In [2]:
import logging
import random
from time import time
import numpy as np
import matplotlib.pyplot as plt
import tensorflow as tf

In [5]:
def train():
    costs = []  # this will store the costs, so we can plot them later
    r1 = []  # same, but for the players total rewards
    r2 = []
    random.seed(int(time()*1000))
    tf.reset_default_graph()
    logging.basicConfig(level=logging.WARN, format='%(message)s')

    # Initialize players
    p1 = players.QPlayer([100,160,160,100],
                         learning_batch_size=150, batches_to_q_target_switch=1000,
                         gamma=0.95, tau=0.95, memory_size=100000)
    p1.restore('./models/q.ckpt')
    p1.name = 'Q'


    p2 = players.Novice()
    p2.name = 'N'
    
    total_rewards = {p1.name: 0, p2.name: 0}

    # Start playing
    num_of_games = 400000
    for g in range(1,num_of_games+1):
        game = Game(p1,p2) if g%2==0 else Game(p2,p1)  # make sure both players play X and O
        last_phases = {p1.name: None, p2.name: None}  # will be used to store the last state a player was in
        while not game.game_status()['game_over']:
            if isinstance(game.active_player(), players.Human):
                game.print_board()
                print("{}'s turn:".format(game.active_player().name))

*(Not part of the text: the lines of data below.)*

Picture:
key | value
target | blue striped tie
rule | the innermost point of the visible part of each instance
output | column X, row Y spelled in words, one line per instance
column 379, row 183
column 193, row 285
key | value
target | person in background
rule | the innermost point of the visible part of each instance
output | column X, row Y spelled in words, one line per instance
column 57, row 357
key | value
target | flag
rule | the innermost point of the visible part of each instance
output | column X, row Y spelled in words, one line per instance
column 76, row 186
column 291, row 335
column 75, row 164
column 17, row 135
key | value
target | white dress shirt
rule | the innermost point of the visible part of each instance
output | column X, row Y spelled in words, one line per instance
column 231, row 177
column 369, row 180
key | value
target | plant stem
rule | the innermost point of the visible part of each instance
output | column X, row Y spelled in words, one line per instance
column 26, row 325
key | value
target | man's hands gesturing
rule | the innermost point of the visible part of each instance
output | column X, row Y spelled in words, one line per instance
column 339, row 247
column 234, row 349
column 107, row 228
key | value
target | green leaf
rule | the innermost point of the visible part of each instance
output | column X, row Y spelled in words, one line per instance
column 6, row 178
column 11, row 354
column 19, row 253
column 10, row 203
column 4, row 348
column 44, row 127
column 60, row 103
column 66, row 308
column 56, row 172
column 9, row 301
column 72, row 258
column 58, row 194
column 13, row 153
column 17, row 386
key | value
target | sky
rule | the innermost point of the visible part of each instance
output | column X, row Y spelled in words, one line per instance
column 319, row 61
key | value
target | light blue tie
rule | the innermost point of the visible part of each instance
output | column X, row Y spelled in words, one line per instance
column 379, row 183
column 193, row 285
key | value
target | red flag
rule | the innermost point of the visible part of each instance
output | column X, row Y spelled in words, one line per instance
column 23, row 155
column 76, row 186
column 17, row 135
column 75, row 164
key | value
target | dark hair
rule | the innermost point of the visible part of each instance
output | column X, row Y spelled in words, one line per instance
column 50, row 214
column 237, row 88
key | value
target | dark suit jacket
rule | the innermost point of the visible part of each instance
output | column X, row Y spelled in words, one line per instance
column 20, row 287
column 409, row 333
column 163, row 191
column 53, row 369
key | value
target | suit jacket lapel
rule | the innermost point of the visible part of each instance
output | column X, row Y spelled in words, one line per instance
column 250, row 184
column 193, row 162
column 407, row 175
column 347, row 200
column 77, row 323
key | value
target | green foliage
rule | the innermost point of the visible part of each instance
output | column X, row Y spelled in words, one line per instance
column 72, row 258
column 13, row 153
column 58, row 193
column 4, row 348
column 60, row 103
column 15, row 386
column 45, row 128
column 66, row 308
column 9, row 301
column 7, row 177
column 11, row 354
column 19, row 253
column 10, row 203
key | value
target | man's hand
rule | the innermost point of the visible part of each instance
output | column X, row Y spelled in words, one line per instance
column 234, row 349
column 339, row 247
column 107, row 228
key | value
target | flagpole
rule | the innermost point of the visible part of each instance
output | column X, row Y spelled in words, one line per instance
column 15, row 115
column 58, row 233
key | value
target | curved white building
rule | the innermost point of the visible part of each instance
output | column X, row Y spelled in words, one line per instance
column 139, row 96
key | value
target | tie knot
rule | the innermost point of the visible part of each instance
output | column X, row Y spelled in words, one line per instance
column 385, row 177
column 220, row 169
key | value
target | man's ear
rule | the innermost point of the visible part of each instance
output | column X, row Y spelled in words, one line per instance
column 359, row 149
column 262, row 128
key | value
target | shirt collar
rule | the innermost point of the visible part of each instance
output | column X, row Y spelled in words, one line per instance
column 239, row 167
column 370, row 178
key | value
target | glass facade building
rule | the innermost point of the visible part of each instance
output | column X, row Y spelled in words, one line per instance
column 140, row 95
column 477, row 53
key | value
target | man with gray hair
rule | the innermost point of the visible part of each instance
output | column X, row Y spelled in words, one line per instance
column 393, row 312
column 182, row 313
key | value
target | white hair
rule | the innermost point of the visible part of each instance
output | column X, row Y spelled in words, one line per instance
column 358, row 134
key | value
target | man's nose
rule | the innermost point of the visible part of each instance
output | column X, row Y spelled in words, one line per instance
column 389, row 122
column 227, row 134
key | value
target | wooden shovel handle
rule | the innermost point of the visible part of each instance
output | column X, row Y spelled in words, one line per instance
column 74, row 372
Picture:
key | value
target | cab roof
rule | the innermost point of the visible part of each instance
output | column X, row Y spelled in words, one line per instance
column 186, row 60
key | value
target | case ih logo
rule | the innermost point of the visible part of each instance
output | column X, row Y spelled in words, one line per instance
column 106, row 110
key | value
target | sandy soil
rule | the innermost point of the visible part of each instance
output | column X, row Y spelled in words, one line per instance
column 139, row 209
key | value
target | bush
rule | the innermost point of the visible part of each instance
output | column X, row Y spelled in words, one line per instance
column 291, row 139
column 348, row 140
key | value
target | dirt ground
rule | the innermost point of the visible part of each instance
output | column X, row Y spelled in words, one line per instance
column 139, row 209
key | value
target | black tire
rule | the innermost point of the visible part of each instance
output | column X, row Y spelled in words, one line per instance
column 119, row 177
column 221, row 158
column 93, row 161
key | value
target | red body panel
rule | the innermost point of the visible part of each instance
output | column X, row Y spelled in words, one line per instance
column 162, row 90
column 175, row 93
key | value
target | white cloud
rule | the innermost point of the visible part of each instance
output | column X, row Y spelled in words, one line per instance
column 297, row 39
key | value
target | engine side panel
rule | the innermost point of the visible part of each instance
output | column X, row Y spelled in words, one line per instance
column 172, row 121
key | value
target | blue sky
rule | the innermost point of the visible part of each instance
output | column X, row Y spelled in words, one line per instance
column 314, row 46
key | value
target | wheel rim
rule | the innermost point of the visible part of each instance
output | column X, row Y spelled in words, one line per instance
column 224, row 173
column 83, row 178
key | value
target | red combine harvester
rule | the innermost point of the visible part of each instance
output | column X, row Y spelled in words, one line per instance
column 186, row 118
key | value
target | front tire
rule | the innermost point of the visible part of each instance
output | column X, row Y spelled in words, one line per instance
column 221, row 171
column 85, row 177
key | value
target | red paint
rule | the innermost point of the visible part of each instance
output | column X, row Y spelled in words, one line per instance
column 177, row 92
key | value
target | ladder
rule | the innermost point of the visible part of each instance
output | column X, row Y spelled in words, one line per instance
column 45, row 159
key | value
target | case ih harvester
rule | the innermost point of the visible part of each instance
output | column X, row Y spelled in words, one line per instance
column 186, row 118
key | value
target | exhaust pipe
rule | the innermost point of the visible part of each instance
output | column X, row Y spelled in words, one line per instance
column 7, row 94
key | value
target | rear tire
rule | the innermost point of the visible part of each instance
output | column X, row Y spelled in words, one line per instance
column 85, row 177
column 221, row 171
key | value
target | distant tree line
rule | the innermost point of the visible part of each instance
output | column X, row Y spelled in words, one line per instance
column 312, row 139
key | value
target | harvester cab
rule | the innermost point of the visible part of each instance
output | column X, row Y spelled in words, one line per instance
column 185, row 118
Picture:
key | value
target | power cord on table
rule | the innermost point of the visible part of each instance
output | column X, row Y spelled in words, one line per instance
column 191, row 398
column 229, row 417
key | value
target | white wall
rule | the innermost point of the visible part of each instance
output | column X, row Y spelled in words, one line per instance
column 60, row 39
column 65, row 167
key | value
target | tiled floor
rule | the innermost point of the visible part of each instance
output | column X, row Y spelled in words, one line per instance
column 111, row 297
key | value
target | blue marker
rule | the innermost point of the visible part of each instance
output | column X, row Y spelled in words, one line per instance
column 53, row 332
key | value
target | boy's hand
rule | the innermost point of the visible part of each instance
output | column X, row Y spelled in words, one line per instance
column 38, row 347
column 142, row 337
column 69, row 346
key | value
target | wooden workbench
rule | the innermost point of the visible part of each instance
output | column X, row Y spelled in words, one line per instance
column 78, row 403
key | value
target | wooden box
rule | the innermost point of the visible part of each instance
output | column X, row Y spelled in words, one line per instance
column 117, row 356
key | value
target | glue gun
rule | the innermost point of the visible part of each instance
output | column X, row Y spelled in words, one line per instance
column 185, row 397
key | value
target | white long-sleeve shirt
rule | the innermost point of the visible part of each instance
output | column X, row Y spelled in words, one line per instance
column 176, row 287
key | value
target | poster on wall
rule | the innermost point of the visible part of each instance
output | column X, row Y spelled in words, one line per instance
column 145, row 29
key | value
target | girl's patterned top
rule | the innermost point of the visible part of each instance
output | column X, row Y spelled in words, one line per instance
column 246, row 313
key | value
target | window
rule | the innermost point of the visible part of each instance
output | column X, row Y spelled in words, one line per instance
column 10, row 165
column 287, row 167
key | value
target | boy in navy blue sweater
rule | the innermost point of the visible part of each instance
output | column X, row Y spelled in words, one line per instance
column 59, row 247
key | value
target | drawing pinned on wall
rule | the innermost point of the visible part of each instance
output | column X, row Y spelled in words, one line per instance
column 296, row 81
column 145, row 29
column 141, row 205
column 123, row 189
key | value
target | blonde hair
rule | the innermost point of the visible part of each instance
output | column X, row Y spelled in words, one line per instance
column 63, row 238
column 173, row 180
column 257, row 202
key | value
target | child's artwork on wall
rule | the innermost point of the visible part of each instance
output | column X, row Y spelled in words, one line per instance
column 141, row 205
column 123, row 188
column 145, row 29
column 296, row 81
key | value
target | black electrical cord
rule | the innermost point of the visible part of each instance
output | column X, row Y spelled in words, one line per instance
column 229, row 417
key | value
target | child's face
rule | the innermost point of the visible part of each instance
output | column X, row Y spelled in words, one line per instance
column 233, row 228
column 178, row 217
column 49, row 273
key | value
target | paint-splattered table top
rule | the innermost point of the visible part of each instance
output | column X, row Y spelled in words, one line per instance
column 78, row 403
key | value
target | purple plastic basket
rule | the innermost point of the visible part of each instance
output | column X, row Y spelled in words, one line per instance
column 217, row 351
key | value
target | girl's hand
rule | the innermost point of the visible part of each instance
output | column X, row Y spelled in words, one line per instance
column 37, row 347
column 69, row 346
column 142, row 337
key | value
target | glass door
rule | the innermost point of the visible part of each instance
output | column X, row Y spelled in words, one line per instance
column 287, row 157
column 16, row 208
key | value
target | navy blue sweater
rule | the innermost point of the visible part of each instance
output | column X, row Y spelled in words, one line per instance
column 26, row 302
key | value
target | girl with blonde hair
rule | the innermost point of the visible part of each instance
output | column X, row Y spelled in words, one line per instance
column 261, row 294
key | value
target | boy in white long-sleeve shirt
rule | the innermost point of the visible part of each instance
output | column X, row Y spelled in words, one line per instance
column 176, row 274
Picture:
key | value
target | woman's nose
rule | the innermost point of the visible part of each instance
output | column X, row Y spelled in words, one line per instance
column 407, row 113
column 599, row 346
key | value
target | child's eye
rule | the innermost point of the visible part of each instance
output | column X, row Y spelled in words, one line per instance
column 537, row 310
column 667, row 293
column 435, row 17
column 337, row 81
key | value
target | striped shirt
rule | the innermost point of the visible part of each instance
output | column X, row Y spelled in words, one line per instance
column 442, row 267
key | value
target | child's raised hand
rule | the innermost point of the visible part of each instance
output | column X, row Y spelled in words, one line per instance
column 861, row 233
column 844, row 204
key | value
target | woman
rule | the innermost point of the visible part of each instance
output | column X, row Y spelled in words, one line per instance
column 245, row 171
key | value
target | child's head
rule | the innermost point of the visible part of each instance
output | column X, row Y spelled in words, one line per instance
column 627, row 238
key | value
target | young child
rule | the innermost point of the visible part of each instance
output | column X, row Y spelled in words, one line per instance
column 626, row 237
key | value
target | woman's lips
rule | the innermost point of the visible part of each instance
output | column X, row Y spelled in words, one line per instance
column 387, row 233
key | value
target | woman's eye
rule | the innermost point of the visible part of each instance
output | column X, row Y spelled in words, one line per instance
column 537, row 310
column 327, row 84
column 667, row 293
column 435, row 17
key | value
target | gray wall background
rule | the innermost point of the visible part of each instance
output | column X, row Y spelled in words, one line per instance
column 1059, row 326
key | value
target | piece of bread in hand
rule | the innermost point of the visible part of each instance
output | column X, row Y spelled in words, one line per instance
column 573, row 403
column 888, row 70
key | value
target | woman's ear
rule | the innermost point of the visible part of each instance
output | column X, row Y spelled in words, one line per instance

            # If this is not the first move, store in memory the transition from the last state
            # the active player saw to this one
            state = np.copy(game.board)
            if last_phases[game.active_player().name] is not None:
                memory_element = last_phases[game.active_player().name]
                memory_element['next_state'] = state
                memory_element['game_over'] = False
                game.active_player().add_to_memory(memory_element)

            # Calculate annealed epsilon
            if g <= num_of_games // 4:
                max_eps = 0.6
            elif g <= num_of_games // 2:
                max_eps = 0.01
            else:
                max_eps = 0.001
            min_eps = 0.01 if g <= num_of_games // 2 else 0.0
            eps = round(max(max_eps - round(g*(max_eps-min_eps)/num_of_games, 3), min_eps), 3)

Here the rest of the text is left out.